Note: Once you continueously seeing "No new add-in" and "No leave-out" means the model is stable.
# Customizing more > gpwas(ingeno, inpheno, inpc, g, gp, gv, R = num, pc = 3, selectIn = 0.01, selectOut = 0.01)
g: A list of specific gene that needs to analyze. By default the model will run for all of genes detected in the input genotype file.
Example as below:
pc: Number of PCs that needs to be included to control the population structure.
selectIn: p value threshold to determine if a phenotype could be selected in the model.
selectOut: p value threshold to determine if a phenotype could be dropped out from the model.
# Run the demo data # Demo data was stored in Data/ directory of GPWAS package > gpwas(ingeno='GPWAS-demo.geno', inpheno='GPWAS-demo.pheno', pc=3, inpc = 'population-structure-demo', gp='output-geno-phenotypes.txt', gv='output-geno-pvalue.txt', R=5)
GPWAS genes selection
After running GPWAS model for collected phenotype and genotype data in a given population, you will obtain two files gp and gv (depends on your provided file names) with stored selected phenotypes per gene and p value per gene. GPWAS genes could be selected upon significant level per gene. However, if you are willing to set a threshold for GPWAS genes selection, we recommend you to shuffle each phenotype across all genotypes in your original phenotype data matrix for N times, then re-run GPWAS on each shuffled phenotype matrix and merge p-value per gene in your N gv outputs.
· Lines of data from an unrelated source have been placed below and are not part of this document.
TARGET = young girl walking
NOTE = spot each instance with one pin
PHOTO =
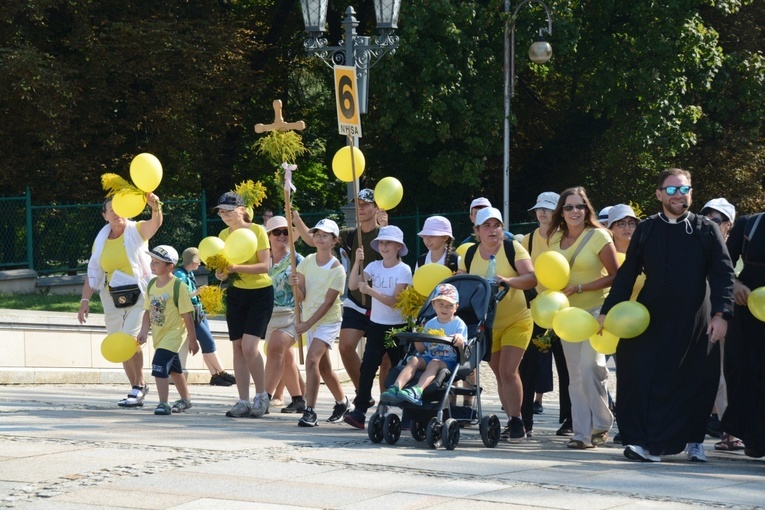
(389, 277)
(320, 280)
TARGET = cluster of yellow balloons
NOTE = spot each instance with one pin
(428, 276)
(119, 347)
(238, 248)
(146, 173)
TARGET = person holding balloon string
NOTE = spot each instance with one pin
(576, 234)
(511, 332)
(356, 310)
(388, 277)
(249, 301)
(120, 249)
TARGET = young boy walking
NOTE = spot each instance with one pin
(169, 314)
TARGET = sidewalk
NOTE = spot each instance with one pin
(70, 446)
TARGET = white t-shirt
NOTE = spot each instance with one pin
(384, 280)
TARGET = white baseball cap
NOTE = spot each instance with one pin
(486, 214)
(722, 206)
(546, 200)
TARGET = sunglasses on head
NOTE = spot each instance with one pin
(671, 190)
(578, 207)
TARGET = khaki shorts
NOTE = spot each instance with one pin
(282, 319)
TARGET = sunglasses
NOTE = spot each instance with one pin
(578, 207)
(671, 190)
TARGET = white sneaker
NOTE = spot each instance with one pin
(259, 405)
(695, 452)
(635, 452)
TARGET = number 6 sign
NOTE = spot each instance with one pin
(346, 97)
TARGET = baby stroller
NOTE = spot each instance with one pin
(433, 421)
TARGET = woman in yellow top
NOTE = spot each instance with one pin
(576, 234)
(121, 247)
(512, 327)
(249, 303)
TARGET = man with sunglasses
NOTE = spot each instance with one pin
(668, 376)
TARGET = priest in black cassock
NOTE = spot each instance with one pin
(667, 377)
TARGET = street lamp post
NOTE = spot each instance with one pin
(539, 53)
(361, 52)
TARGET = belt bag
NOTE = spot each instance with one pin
(125, 296)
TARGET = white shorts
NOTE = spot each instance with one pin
(125, 320)
(326, 333)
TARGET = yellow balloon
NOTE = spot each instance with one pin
(146, 172)
(341, 163)
(240, 246)
(462, 249)
(604, 343)
(552, 270)
(388, 193)
(209, 247)
(574, 324)
(546, 305)
(428, 276)
(627, 319)
(118, 347)
(128, 204)
(756, 303)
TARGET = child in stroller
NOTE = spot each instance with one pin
(428, 405)
(431, 356)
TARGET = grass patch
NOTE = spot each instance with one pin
(48, 303)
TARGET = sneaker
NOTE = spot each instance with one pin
(411, 395)
(517, 430)
(240, 410)
(135, 398)
(297, 406)
(220, 380)
(695, 452)
(163, 409)
(390, 396)
(635, 452)
(181, 405)
(309, 418)
(339, 411)
(355, 419)
(260, 405)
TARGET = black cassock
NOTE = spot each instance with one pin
(667, 378)
(745, 345)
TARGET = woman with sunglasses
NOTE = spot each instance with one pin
(575, 233)
(249, 304)
(280, 359)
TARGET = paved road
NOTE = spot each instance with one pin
(71, 447)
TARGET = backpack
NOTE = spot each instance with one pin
(452, 260)
(507, 244)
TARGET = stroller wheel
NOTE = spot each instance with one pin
(433, 433)
(451, 434)
(392, 428)
(418, 431)
(375, 428)
(490, 430)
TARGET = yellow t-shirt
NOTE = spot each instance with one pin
(513, 307)
(587, 266)
(247, 280)
(167, 326)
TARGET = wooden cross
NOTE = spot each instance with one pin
(279, 124)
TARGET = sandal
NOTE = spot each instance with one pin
(729, 445)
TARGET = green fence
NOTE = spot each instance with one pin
(57, 239)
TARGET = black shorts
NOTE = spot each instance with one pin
(353, 319)
(248, 311)
(164, 363)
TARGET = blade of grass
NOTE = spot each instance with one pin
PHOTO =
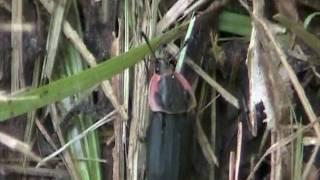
(310, 39)
(84, 80)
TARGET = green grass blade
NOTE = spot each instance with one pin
(235, 23)
(84, 80)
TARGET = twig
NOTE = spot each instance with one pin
(108, 118)
(74, 37)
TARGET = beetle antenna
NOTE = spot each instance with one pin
(147, 41)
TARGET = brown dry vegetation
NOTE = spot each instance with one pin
(253, 66)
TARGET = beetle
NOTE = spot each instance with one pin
(170, 135)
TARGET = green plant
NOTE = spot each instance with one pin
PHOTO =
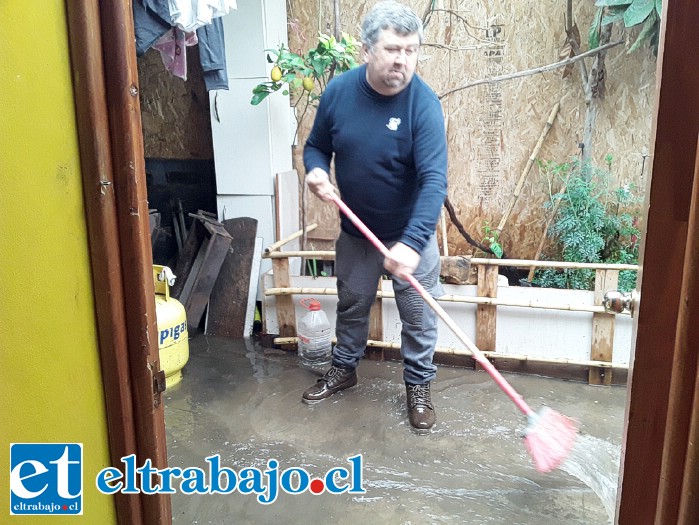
(592, 224)
(491, 238)
(306, 76)
(632, 13)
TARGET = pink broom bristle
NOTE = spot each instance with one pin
(549, 437)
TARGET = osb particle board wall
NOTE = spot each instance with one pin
(174, 112)
(493, 128)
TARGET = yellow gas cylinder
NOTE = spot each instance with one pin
(173, 340)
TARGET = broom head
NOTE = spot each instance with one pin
(549, 437)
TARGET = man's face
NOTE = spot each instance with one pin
(392, 61)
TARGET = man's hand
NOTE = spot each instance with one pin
(318, 182)
(402, 260)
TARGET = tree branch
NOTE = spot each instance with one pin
(528, 72)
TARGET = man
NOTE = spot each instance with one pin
(386, 129)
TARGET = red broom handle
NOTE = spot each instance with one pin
(477, 354)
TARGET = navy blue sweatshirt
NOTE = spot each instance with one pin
(390, 155)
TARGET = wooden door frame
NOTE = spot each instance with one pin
(105, 83)
(646, 471)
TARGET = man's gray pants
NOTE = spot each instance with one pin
(358, 267)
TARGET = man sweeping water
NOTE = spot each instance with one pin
(397, 183)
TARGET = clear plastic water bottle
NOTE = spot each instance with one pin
(315, 338)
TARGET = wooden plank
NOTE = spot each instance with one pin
(186, 259)
(286, 314)
(486, 314)
(287, 207)
(252, 287)
(602, 329)
(228, 303)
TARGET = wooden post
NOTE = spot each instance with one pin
(486, 314)
(286, 313)
(602, 329)
(375, 328)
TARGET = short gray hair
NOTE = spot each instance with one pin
(390, 15)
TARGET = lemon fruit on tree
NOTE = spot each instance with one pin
(299, 75)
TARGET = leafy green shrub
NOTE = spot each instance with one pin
(592, 224)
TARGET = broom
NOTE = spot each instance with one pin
(549, 436)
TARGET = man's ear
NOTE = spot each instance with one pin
(365, 52)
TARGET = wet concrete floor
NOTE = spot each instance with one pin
(243, 402)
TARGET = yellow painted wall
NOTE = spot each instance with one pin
(50, 382)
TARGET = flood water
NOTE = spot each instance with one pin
(243, 403)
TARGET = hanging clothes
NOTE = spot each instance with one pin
(212, 55)
(190, 15)
(172, 50)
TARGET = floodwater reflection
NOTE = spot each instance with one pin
(243, 402)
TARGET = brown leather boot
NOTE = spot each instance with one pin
(420, 408)
(334, 380)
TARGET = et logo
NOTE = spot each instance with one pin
(46, 478)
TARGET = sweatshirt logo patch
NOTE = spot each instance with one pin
(393, 123)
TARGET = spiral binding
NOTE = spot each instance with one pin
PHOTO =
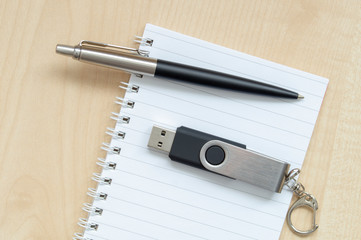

Finally, you will get two list of p-value per gene: real data gv and N permutation data gv. When setting a p-value threshold P, you will know R genes in real data gv above P and M genes in permutation data above P. FDR could be determined using
FDR = (M/N)/R
Speed up the computation of GPWAS
Depend on the size of actual data matrix you have, we recommend you to split your genotype matrix into multiple subsets if you have too many phenotypes or/and too dense SNP per gene or/and too many individuals in the given population. Then submitting jobs in parallel to a computing cluster would shorten computing time efficiently.